Sergio Perez musste in den letzten Monaten viel durchmachen. Der angezählte Red-Bull-Fahrer eilte in der Formel 1 von einer Pleite zur nächsten und steht davor, trotz laufendem Vertrag sein Cockpit im noch amtierenden Weltmeister-Team zu verlieren.
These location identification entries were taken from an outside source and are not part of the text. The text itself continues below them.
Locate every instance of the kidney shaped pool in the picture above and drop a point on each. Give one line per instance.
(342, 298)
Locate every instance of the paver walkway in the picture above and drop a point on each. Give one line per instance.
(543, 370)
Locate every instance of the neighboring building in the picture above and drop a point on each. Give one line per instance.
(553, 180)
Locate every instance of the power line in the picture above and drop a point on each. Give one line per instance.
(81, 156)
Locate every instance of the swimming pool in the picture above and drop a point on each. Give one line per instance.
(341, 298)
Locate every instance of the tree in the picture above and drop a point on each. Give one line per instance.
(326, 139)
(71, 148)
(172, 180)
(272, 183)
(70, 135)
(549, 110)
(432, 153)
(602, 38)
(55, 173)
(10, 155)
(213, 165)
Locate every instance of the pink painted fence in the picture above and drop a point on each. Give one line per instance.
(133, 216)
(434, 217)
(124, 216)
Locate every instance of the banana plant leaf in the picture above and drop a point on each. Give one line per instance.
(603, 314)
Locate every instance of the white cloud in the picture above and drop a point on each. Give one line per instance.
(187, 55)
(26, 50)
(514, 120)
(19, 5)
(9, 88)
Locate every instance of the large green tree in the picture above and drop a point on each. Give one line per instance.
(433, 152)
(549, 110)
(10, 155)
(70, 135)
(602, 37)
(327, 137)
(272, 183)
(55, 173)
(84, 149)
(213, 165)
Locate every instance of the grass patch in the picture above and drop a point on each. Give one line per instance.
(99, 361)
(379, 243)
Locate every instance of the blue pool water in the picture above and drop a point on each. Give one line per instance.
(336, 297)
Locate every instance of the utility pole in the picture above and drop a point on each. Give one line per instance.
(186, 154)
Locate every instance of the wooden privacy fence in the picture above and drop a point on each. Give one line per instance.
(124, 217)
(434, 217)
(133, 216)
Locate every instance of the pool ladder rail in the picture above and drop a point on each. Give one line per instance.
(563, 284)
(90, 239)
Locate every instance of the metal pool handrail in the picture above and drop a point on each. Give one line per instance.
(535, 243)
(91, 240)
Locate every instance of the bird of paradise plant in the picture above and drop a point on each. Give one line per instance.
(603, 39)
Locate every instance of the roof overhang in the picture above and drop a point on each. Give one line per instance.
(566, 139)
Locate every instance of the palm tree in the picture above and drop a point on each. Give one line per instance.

In Katar schien er drauf und dran zu sein, das beste Ergebnis seit dem Miami-GP im Mai einzufahren, doch stattdessen erlebte der Mexikaner den nächsten Tiefpunkt.
Auf Platz 5 liegend verlor Perez während einer Safety-Car-Phase in der Dreifach-Rechts die Kontrolle über sein Fahrzeug und drehte sich: Die Höchststrafe für einen Rennfahrer. Er erklärte die Aktion mit den niedrigen Reifentemperaturen. „Die Reifen waren zu diesem Zeitpunkt gefroren und als ich nach Kurve 12 auf das Gaspedal stieg, um Tempo zuzulegen, erwischte ich einen Überschuss und verlor einfach das Heck des Fahrzeugs“, verteidigte sich Perez nach dem Slapstick-Manöver.
Antrieb futsch: Deshalb musste Sergio Perez aufgeben
Doppelt bitter für ihn: Nach dem Dreher bekam er das Fahrzeug nicht mehr in Gang und schied aus dem Rennen aus. „Ich verlor danach einfach den Antrieb“, erklärte er. So verkam ein Wochenende, in dem Red Bull in Form von Rennsieger Max Verstappen erstmals seit Spanien wieder bei einem Trockenrennen feiern konnte, für Perez zu einer weiteren Blamage.
Den ersten Teil dieser Pleite hatte er schon im Sprint am Samstag geliefert, als er beim Start aus der Boxengasse den Start komplett verschlief und von Franco Colapinto, der ebenfalls aus der Box ins Rennen gegangen war, geschluckt wurde. Im restlichen Verlauf des Sprints hatte er keinen Weg an Coalpinto vorbeigefunden. Im Rennen war Perez selbst lange der Bremsklotz, der Hamilton hinter sich hielt. Doch der Mercedes-Pilot, der ebenso mit seinem Auto nicht zufrieden war und mit seinen eigenen Qualitäten hadert, musste im Laufe des GPs abreißen lassen.
Perez hatte in der mittleren Rennphase sogar Glück. Denn Sainz fiel durch einen Reifenschaden hinter ihn zurück und ein günstig getimetes Safety Car, das er für einen Boxenstopp nutzen konnte, brachte ihm eine weitere Position gegen George Russell ein. So lag Perez sogar auf P5, aber eben nur bis zu seinem Safety-Car-Dreher.
Verstappen-Sieg macht Perez Hoffnung für Abu Dhabi
Positiv hielt Perez allerdings fest, dass Red Bull an diesem Wochenende nach Setup-Experimenten im Sprint im Rennen wieder vorne dabei war und pacemäßig bei trockenen Bedingungen so schnell war, wie seit Monaten nicht mehr. In Abu Dhabi hofft er, davon profitieren zu können. „Wir lernen noch immer viel über unserem Auto. Ich hoffe wirklich, dass wir im letzten Rennen alles zusammenbekommen“, so Perez.
Es ist nicht nur das letzte Rennen der Saison, sondern auch womöglich das letzte Rennen von Perez als Red-Bull-Fahrer. Eine Entscheidung über das zweite Cockpit beim Team aus Milton Keynes wird nach Saisonende von den Shareholdern der Energy-Drink-Marke getroffen. Perez bestreitet seit Monaten, dass sein Cockpit in Gefahr sei, die Team-Verantwortlichen widersprachen ihm aber des Öfteren.
Sein vorläufiges Fazit über die Formel-1-Saison fiel ernüchternd aus: „Es hat nichts wirklich funktioniert, abgesehen von den ersten paar Rennen. Es war ein schwieriges Jahr und es wurde einfach nichts besser. Hoffentlich können wir ein gutes letztes Saisonrennen haben.“ Es wird wohl sein letztes Rennen bei Red Bull sein.
Ein anderer Fahrer hatte schon in Katar seinen letzten GP für sein derzeitiges Team. Esteban Ocon ließ nach dem Lusail-Rennen kaum Zweifel daran, dass er in Abu Dhabi schon nicht mehr für Alpine an den Start gehen wird.